Chapter 23, Benefits and Costs of a PKI, discusses the benefits realized through the deployment of a PKI. It also discusses cost considerations. This chapter helps identify sound business reasons for deploying a PKI in the enterprise environment.
Chapter 24, Deployment Issues and Decisions, discusses a number of issues that should be resolved before initial deployment occurs. Essentially, this chapter provides a basic foundation for product selection.
Chapter 25, Barriers to Deployment, addresses some of the more common hurdles to deployment,issues that one must consider in terms of long-term strategy.
Chapter 26, Typical Business Models, explains some of the more common business models one may want to implement. It also provides a brief discussion of some initiatives that can be used as a basis to establish interdomain trust.
Chapter 27, Conclusions and Further Reading, concludes Part III and offers suggestions for further reading.

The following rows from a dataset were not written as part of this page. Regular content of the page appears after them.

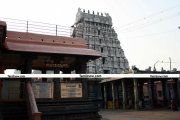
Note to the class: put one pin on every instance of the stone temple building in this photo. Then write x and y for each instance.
(97, 29)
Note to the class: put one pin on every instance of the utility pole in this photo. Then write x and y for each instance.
(170, 63)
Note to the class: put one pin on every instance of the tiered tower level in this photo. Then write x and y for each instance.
(100, 35)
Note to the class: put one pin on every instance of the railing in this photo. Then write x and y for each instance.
(34, 114)
(37, 27)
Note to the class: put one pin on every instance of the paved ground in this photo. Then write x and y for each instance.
(140, 115)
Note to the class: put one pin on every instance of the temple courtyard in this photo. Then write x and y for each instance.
(140, 115)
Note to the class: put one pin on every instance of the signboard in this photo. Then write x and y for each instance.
(43, 90)
(71, 90)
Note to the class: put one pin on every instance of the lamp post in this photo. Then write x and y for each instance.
(170, 63)
(155, 65)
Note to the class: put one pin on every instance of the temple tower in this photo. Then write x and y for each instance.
(97, 29)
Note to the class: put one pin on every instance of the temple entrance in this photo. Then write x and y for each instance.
(10, 90)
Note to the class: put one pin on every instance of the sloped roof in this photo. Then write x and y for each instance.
(30, 42)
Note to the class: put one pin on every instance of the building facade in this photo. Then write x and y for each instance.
(97, 29)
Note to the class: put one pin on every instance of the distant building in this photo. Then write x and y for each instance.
(100, 35)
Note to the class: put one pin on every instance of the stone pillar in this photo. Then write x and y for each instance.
(165, 92)
(56, 85)
(113, 95)
(124, 94)
(151, 92)
(105, 96)
(175, 89)
(1, 81)
(136, 98)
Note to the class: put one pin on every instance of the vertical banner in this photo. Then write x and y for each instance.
(71, 90)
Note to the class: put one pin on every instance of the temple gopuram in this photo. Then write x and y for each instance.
(44, 98)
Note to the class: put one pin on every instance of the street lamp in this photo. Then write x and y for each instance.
(170, 63)
(155, 65)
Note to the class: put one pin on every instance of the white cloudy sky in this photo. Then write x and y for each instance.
(147, 29)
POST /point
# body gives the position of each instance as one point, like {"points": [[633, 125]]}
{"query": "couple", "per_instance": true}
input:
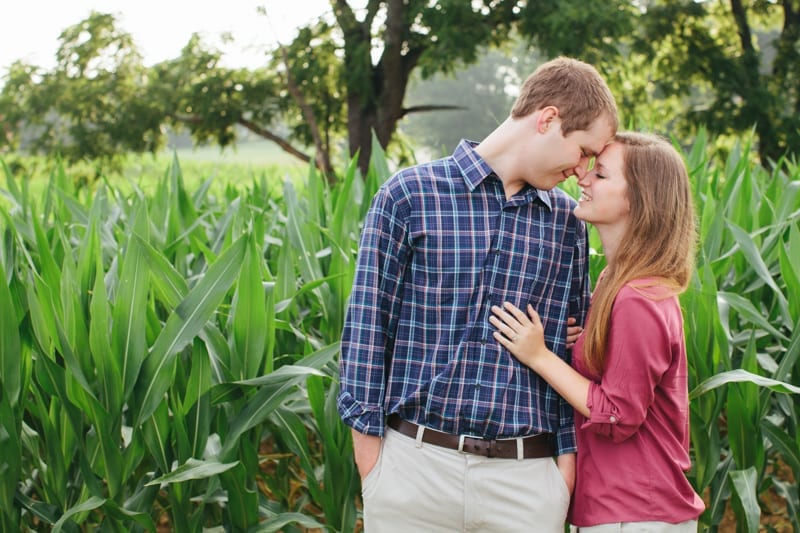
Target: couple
{"points": [[455, 363]]}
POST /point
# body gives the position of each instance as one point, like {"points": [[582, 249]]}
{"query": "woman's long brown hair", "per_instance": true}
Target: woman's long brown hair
{"points": [[660, 239]]}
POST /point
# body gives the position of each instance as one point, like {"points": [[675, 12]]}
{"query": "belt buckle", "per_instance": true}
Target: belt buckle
{"points": [[491, 451]]}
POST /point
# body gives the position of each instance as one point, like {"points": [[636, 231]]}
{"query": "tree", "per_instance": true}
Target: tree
{"points": [[484, 91], [94, 104], [344, 76], [730, 66]]}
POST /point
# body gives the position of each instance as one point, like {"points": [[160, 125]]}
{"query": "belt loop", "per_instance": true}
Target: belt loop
{"points": [[420, 432]]}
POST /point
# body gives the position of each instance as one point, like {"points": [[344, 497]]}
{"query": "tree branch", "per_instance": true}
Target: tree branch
{"points": [[431, 107], [323, 159], [280, 141]]}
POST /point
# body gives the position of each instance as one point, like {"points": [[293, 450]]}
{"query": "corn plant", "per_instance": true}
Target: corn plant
{"points": [[742, 314], [154, 346]]}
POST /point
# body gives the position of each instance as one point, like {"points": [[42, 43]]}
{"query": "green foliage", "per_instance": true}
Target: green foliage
{"points": [[171, 353], [163, 353]]}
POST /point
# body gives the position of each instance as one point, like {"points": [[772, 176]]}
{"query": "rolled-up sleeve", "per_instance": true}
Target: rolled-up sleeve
{"points": [[370, 322], [639, 353]]}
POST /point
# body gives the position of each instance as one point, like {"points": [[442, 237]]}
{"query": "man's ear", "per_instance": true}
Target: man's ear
{"points": [[546, 117]]}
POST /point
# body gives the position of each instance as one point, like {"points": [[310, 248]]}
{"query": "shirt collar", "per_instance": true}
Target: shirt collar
{"points": [[474, 170]]}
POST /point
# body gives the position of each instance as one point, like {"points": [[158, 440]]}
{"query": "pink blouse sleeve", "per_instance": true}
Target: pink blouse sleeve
{"points": [[639, 353]]}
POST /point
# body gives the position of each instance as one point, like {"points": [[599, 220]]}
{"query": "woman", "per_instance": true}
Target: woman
{"points": [[628, 382]]}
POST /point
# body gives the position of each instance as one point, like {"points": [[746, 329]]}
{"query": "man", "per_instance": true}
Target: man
{"points": [[450, 432]]}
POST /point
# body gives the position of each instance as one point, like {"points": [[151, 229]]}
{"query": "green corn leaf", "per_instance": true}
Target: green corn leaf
{"points": [[789, 255], [168, 283], [10, 459], [126, 515], [193, 469], [280, 521], [184, 324], [746, 308], [108, 368], [739, 375], [783, 442], [293, 433], [249, 317], [155, 431], [128, 327], [745, 486], [758, 265], [276, 388], [89, 505], [242, 507], [10, 349]]}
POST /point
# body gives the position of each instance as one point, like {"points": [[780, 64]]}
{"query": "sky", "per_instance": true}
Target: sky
{"points": [[29, 29]]}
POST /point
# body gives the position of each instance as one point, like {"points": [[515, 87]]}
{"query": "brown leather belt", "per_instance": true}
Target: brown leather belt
{"points": [[534, 446]]}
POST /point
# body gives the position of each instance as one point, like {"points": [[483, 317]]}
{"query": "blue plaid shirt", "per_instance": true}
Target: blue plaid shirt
{"points": [[440, 246]]}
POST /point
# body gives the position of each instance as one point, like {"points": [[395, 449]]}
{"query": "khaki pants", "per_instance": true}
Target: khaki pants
{"points": [[427, 488]]}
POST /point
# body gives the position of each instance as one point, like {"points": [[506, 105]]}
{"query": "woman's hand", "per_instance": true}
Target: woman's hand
{"points": [[521, 335]]}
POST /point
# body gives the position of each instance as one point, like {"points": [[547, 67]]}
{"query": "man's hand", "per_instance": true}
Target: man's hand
{"points": [[566, 465], [366, 449]]}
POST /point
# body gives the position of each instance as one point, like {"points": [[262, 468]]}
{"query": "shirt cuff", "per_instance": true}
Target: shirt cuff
{"points": [[366, 419], [565, 440]]}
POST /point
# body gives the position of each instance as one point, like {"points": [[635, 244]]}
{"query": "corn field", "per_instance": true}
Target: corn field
{"points": [[168, 361]]}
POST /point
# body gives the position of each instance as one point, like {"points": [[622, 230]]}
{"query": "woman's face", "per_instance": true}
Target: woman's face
{"points": [[604, 190]]}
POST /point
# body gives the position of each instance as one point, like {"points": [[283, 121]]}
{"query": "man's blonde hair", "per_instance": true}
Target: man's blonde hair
{"points": [[574, 87]]}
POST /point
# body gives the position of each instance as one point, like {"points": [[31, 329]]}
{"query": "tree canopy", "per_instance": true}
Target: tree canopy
{"points": [[673, 65]]}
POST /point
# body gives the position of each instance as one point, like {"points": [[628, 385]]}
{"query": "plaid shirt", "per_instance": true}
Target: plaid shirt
{"points": [[440, 246]]}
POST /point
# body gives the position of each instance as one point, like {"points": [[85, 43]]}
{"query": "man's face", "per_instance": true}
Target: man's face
{"points": [[570, 155]]}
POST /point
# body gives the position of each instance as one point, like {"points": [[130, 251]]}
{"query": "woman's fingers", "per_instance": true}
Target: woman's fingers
{"points": [[503, 327]]}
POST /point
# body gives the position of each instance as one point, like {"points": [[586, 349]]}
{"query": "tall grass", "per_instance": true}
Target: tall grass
{"points": [[168, 354]]}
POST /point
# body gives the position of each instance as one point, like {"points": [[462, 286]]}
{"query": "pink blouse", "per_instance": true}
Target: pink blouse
{"points": [[634, 448]]}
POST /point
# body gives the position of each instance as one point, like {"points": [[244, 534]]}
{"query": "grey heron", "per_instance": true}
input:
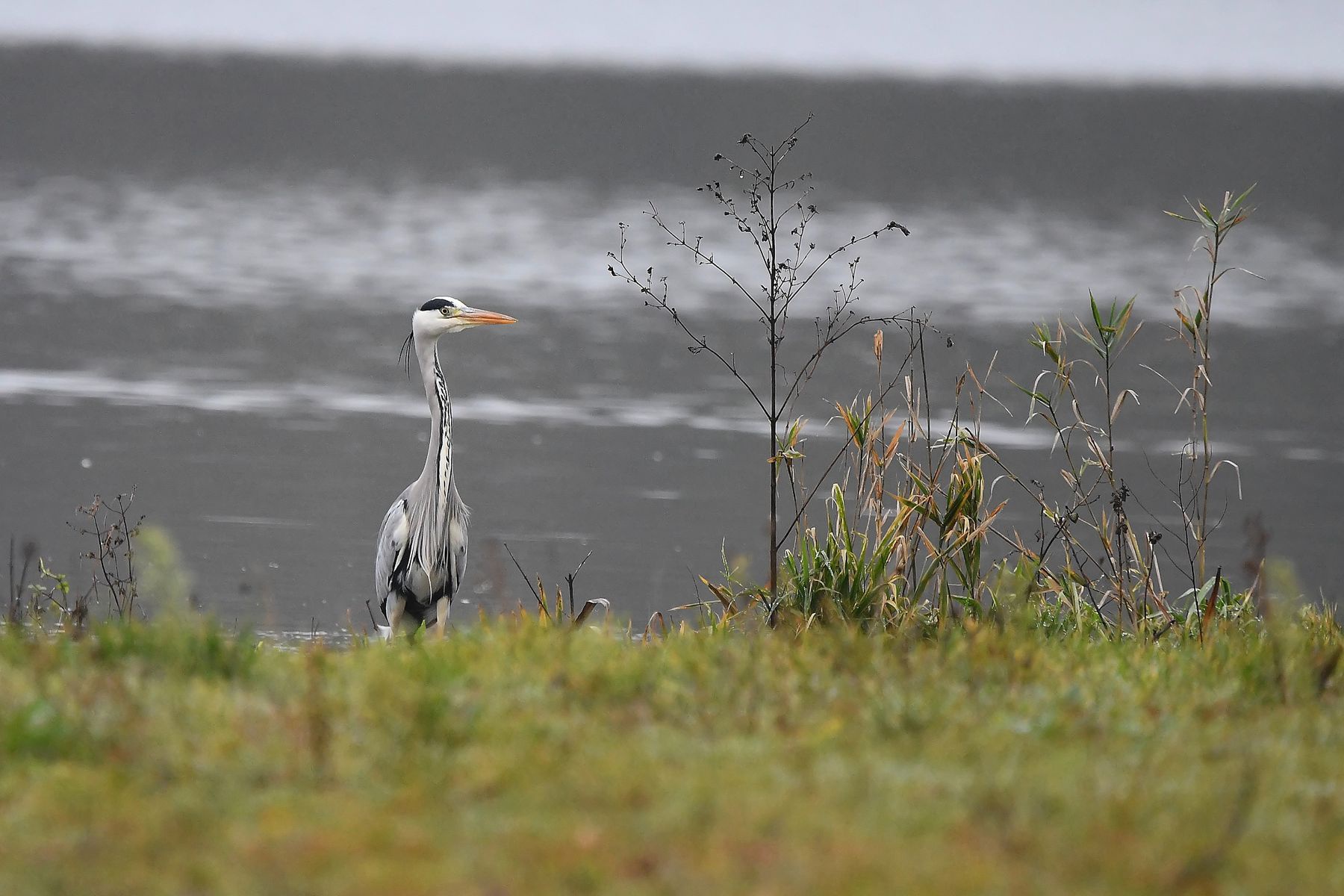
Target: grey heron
{"points": [[423, 541]]}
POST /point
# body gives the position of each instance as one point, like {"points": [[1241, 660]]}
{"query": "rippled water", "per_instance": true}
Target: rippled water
{"points": [[223, 336]]}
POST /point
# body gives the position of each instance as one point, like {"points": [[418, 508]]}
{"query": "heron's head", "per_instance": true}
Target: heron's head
{"points": [[445, 314]]}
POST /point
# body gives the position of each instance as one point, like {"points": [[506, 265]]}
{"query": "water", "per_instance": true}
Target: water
{"points": [[208, 267]]}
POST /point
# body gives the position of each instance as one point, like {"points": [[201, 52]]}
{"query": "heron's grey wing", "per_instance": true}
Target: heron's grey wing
{"points": [[391, 541]]}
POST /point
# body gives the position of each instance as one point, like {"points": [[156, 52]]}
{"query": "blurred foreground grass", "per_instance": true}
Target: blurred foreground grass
{"points": [[520, 759]]}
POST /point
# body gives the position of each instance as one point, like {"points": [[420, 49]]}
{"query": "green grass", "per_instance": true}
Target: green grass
{"points": [[520, 759]]}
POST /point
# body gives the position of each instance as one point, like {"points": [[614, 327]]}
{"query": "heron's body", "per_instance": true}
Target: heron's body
{"points": [[423, 541]]}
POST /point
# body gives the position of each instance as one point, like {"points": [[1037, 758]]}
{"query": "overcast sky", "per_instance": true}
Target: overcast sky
{"points": [[1242, 40]]}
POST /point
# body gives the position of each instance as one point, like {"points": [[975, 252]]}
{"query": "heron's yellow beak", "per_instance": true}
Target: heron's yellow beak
{"points": [[475, 316]]}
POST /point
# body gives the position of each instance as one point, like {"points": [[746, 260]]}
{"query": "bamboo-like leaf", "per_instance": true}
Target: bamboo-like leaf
{"points": [[588, 609]]}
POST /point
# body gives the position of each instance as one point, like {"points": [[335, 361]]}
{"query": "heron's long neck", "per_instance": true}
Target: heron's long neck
{"points": [[437, 476]]}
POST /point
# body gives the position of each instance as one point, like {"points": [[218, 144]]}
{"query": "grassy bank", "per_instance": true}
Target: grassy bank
{"points": [[520, 759]]}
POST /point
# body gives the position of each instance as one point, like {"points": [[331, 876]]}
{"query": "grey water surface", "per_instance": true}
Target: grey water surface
{"points": [[208, 265]]}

We would like to emphasize that we have made every attempt to ensure that this book is as vendor neutral as possible. In fact, some of the original text has been modified at the request of one or more reviewers when (unintentionally) it even remotely appeared that we were advocating one approach over another. As authors, we are describing in this book our "vision" of what constitutes a comprehensive PKI. Although this viewpoint occasionally aligns more closely with some environments and certain specific vendor products than others, we hasten to point out that we are not aware of any one vendor that offers all the services that are described within this book.
We also recognize that some environments are necessarily more closely aligned with a subset of the components and services described herein (because of their specific requirements and target users), and we fully understand that these environments may never need to fully align with what we refer to as a comprehensive PKI. This is as it should be. This book is not about the "Internet PKI," nor is it meant to be limited to the "enterprise PKI"—although, arguably, the enterprise environment is closer today to our notion of the comprehensive PKI than many alternative deployment environments. This book attempts to describe all aspects of a PKI; specific environments will implement subsets as needed. We have provided a discussion of some of today's PKI variations at the end of Chapter 5 in order to clarify these concepts.